A mix of vintage filmmaking and modern technology.

Google paid homage to renown French filmmaker and illusionist Georges Méliès on Thursday with its first virtual reality homepage doodle. The doodle commemorates the 106th anniversary of the release of “À la conquête du pôle,” known in English as “The Conquest of the Pole.” Google teamed up with the Cinémathèque Française to put a modern twist on the aesthetics and techniques that propelled Méliès to stardom.

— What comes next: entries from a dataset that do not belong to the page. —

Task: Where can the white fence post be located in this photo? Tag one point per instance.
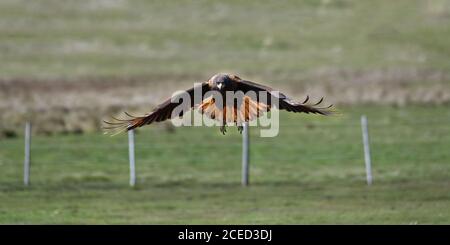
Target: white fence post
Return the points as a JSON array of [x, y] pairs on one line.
[[367, 160], [245, 155], [131, 157], [26, 163]]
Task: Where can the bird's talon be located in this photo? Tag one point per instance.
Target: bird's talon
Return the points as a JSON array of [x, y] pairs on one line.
[[223, 129]]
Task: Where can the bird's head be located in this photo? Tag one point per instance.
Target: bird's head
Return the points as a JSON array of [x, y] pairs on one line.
[[222, 82]]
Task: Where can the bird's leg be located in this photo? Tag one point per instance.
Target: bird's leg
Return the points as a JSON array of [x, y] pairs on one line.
[[240, 129], [223, 129]]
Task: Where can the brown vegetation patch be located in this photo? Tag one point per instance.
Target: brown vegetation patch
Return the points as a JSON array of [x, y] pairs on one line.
[[80, 105]]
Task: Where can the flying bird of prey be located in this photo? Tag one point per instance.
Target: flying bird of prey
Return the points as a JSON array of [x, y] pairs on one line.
[[226, 112]]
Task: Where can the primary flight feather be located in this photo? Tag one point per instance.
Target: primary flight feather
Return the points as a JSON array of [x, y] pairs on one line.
[[244, 109]]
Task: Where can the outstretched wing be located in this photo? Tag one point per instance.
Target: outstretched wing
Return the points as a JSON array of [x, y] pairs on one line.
[[284, 102], [162, 112]]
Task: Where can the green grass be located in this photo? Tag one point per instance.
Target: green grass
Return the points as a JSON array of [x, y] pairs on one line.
[[312, 173], [72, 39]]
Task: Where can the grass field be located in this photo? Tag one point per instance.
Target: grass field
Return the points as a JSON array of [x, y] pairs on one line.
[[313, 173], [66, 65]]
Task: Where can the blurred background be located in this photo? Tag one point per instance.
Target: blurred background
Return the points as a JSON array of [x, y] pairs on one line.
[[67, 65]]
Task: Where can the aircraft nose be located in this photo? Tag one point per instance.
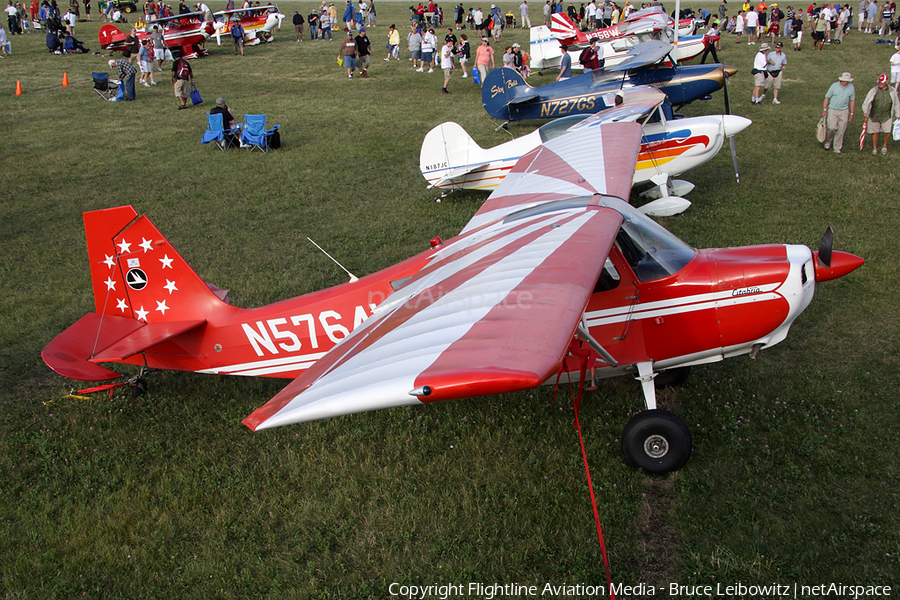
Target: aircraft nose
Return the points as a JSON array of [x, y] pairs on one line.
[[841, 264], [734, 124]]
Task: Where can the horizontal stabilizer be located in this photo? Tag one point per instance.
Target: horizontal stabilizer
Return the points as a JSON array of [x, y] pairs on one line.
[[69, 352], [458, 176], [144, 338]]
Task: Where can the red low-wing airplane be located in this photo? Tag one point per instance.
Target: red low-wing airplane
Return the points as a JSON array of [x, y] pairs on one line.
[[185, 33], [554, 276]]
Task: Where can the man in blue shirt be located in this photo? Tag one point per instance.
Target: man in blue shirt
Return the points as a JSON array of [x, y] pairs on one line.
[[840, 103]]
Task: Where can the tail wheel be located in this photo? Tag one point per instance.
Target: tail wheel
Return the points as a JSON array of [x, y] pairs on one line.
[[656, 441]]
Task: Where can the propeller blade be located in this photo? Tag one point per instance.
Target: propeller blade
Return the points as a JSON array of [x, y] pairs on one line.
[[733, 144], [825, 247]]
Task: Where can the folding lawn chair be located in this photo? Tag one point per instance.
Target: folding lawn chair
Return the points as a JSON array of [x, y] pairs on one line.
[[102, 88], [255, 136], [216, 132]]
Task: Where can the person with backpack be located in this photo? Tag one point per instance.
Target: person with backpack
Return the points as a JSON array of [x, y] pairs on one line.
[[182, 79], [237, 36]]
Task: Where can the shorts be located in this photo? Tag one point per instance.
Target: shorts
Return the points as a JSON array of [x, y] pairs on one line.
[[875, 127], [759, 79], [182, 88]]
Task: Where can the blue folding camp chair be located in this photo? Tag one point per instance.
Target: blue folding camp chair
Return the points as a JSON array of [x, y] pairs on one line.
[[255, 136], [102, 87], [216, 132]]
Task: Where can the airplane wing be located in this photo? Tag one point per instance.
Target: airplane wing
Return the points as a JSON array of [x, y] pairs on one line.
[[493, 312], [642, 55], [639, 101]]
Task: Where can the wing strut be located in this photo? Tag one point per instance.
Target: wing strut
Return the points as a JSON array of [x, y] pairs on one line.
[[584, 355]]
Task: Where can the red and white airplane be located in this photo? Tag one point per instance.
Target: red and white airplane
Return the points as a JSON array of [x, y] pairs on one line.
[[646, 20], [554, 276], [259, 23], [450, 159], [185, 33]]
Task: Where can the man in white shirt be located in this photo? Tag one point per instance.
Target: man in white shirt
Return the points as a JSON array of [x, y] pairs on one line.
[[523, 12]]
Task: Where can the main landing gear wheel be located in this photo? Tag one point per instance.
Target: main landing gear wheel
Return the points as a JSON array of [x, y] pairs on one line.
[[656, 441]]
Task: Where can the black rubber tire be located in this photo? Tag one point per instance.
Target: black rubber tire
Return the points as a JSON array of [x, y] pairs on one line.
[[657, 442], [672, 377]]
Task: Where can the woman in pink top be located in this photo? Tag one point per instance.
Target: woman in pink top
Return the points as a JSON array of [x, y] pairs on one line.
[[484, 56]]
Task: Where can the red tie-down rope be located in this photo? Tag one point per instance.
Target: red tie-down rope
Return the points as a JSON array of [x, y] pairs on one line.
[[583, 353]]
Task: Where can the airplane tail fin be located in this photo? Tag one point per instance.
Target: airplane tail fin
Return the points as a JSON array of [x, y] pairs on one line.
[[562, 27], [144, 294], [448, 154], [501, 88]]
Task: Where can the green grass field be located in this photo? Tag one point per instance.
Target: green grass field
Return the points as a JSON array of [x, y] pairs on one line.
[[794, 473]]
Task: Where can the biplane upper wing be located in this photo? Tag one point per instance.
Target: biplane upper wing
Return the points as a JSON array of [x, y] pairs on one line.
[[494, 311]]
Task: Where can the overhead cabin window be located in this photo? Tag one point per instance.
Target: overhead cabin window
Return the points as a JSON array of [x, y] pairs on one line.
[[651, 251], [558, 127]]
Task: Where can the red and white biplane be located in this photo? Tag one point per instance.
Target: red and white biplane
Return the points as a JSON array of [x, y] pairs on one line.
[[184, 33], [259, 23], [554, 277]]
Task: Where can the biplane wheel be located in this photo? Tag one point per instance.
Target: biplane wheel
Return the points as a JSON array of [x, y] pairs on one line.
[[656, 441], [672, 377], [139, 388]]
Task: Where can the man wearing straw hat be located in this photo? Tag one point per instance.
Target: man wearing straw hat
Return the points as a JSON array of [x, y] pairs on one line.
[[840, 103]]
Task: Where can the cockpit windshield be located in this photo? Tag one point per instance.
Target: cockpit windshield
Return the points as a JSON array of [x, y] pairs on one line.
[[651, 251], [558, 127]]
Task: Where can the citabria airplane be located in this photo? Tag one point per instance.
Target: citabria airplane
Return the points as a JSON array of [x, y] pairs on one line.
[[259, 23], [182, 33], [554, 277], [450, 159], [505, 94]]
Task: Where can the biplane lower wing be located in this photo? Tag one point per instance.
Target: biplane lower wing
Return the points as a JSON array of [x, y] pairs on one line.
[[496, 308]]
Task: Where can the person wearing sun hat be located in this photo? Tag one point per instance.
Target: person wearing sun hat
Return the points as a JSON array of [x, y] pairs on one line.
[[881, 107], [840, 103]]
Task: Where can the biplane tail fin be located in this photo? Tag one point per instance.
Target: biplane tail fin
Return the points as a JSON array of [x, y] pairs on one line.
[[144, 294], [449, 155], [562, 27], [503, 88]]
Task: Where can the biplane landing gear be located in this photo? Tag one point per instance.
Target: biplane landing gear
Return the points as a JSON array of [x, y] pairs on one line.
[[656, 441]]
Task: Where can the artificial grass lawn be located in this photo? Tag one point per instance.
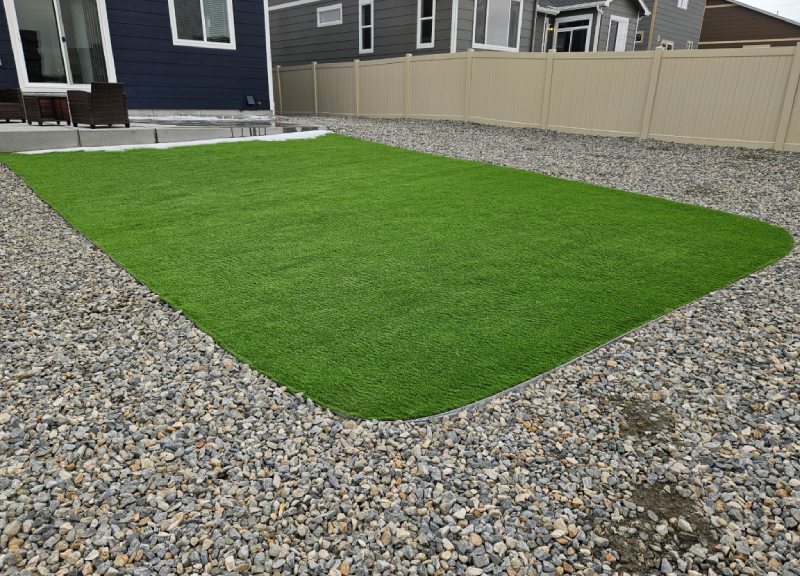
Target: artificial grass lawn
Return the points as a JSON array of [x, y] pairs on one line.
[[392, 284]]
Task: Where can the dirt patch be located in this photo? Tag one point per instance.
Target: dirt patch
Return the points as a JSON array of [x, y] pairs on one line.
[[663, 507], [703, 191], [645, 418]]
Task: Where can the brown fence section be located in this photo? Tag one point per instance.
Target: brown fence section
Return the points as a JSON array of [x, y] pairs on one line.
[[728, 97]]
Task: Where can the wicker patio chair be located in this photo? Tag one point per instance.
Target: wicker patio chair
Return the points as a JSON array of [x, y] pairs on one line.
[[11, 105], [106, 105]]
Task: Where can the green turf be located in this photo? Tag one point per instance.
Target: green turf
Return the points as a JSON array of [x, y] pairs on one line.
[[391, 284]]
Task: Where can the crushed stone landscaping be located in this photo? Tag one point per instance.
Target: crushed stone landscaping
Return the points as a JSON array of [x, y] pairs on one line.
[[130, 443]]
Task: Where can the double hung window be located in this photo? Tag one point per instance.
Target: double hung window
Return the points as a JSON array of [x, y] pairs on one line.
[[202, 23], [497, 24], [426, 23], [366, 27], [572, 33]]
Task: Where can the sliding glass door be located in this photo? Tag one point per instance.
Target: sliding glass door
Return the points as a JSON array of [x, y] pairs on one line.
[[60, 42]]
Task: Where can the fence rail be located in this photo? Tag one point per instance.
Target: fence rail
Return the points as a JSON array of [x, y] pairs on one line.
[[729, 97]]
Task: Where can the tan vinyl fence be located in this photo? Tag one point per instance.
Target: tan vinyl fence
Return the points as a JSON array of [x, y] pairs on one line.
[[729, 97]]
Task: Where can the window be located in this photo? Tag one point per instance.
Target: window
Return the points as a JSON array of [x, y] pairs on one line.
[[497, 24], [366, 27], [202, 23], [617, 34], [60, 44], [329, 15], [572, 33], [425, 23]]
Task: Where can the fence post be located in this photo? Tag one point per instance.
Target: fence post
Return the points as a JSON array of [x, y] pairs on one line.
[[651, 92], [358, 97], [548, 77], [788, 100], [316, 104], [468, 85], [408, 85], [280, 95]]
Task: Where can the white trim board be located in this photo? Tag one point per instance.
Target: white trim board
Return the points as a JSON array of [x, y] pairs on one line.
[[203, 43], [19, 55]]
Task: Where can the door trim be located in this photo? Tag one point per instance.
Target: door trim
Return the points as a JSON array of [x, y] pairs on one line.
[[19, 55]]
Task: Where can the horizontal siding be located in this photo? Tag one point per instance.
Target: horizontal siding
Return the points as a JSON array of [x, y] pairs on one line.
[[297, 40], [677, 25], [738, 23], [8, 71], [159, 75], [527, 26]]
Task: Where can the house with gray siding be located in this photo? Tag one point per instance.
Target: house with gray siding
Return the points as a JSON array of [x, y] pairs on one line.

In a Google blog post Hélène Leroux, the project art lead, explains how she took inspiration from some of Méliès’ most iconic scenes to bring this VR doodle to life. Leroux stitched these individual shots together by approaching the video as if it were a ballet or play that viewers would watch in a theatre. This created a journey through some of the filmmaker’s most memorable work.

Setting the Stage

"The main elements of the story, such as the primary character animations, take place in the red section. Secondary scenes, such as musician characters playing the score, take place in the yellow section. Finally, loop animations of decorative elements and special surprises take place in the blue section"


The video plays out as if the viewer is standing in the middle of a stage. They can spin around to observe all of the small details and easter eggs the virtual area has to offer, but the caricature of Méliès breathlessly holds their attention as he jumps out of boxes and flips through the air. Everything else going around served to further immerse viewers into Méliès’ mind, says Leroux.

The production team chose to represent Méliès' diverse color palate by incorporating a strong dominant color (e.g. cyan, red, or yellow) in every scene of the film.


“I wanted the art in the Doodle to represent the handmade worlds Méliès created in his films,” she said. “He created and painted all the assets himself! To do this and achieve that warm feeling, I focused on a heavy painted look and added plenty of textures to the characters and elements. The team then did an incredible job adapting the 2D designs into the 3D modeling!”

Framing the Shots


Aside from filling the stage, the video offered insight as to how Méliès would pull off some of his signature movie magic. From putting a black panel in front of himself to make it seem like he had severed his head to using puffs of smoke to make it seem like a character had disappeared, this VR doodle entertained and revealed some of the tricks behind his movie magic.

The production team managed to merge techniques that changed the way people saw films with modern-day technology that is changing the way we view entertainment. The perfect salute to innovation that happened a century ago.